The price of our salvation is offered to you. We shall be set free at once if you consent. In the eternal Word of God we all came to be, and behold, we die. In your brief response we are to be remade in order to be recalled to life.

Tearful Adam with his sorrowing family begs this of you, O loving Virgin, in their exile from Paradise. Abraham begs it, David begs it. All the other holy patriarchs, your ancestors, ask it of you, as they dwell in the country of the shadow of death. This is what the whole earth waits for, prostrate at your feet. It is right in doing so, for on your word depends comfort for the wretched, ransom for the captive, freedom for the condemned, indeed, salvation for all the sons of Adam, the whole of your race.

Answer quickly, O Virgin. Reply in haste to the angel, or rather through the angel to the Lord. Answer with a word, receive the Word of God. Speak your own word, conceive the divine Word. Breathe a passing word, embrace the eternal Word.

Why do you delay, why are you afraid? Believe, give praise, and receive. Let humility be bold, let modesty be confident. This is no time for virginal simplicity to forget prudence. In this matter alone, O prudent Virgin, do not fear to be presumptuous. Though modest silence is pleasing, dutiful speech is now more necessary. Open your heart to faith, O blessed Virgin, your lips to praise, your womb to the Creator. See, the desired of all nations is at your door, knocking to enter.
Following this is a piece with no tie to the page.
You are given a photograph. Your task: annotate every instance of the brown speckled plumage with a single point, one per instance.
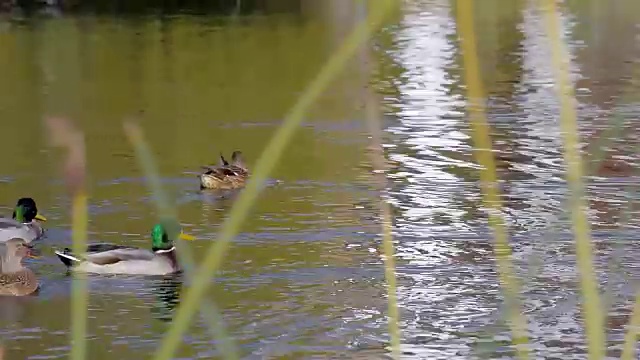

If he should pass by because of your delay, in sorrow you would begin to seek him afresh, the One whom your soul loves. Arise, hasten, open. Arise in faith, hasten in devotion, open in praise and thanksgiving. Behold the handmaid of the Lord, she says, be it done to me according to your word.

What a beautiful mediation Bernard offers us. In the Annunciation we see the patience with which all of Israel waited for the Messiah. Mary too waited. And then she learns she is to become the mother of the Messiah. Bernard places us right in the moment of the Annunciation, as if we are there, waiting for her to give her response. Just as Mary and Israel were patient, we wait, patiently within Bernard’s meditation, for her fiat, in which after Mary utters the words, the whole world breathes a sigh of relief. Salvation has come! Also, notice the last paragraph, the descriptive words Bernard uses — prudent, modest, faith — this is how he sees Mary — one who embodies virtues. This is how we should see her too!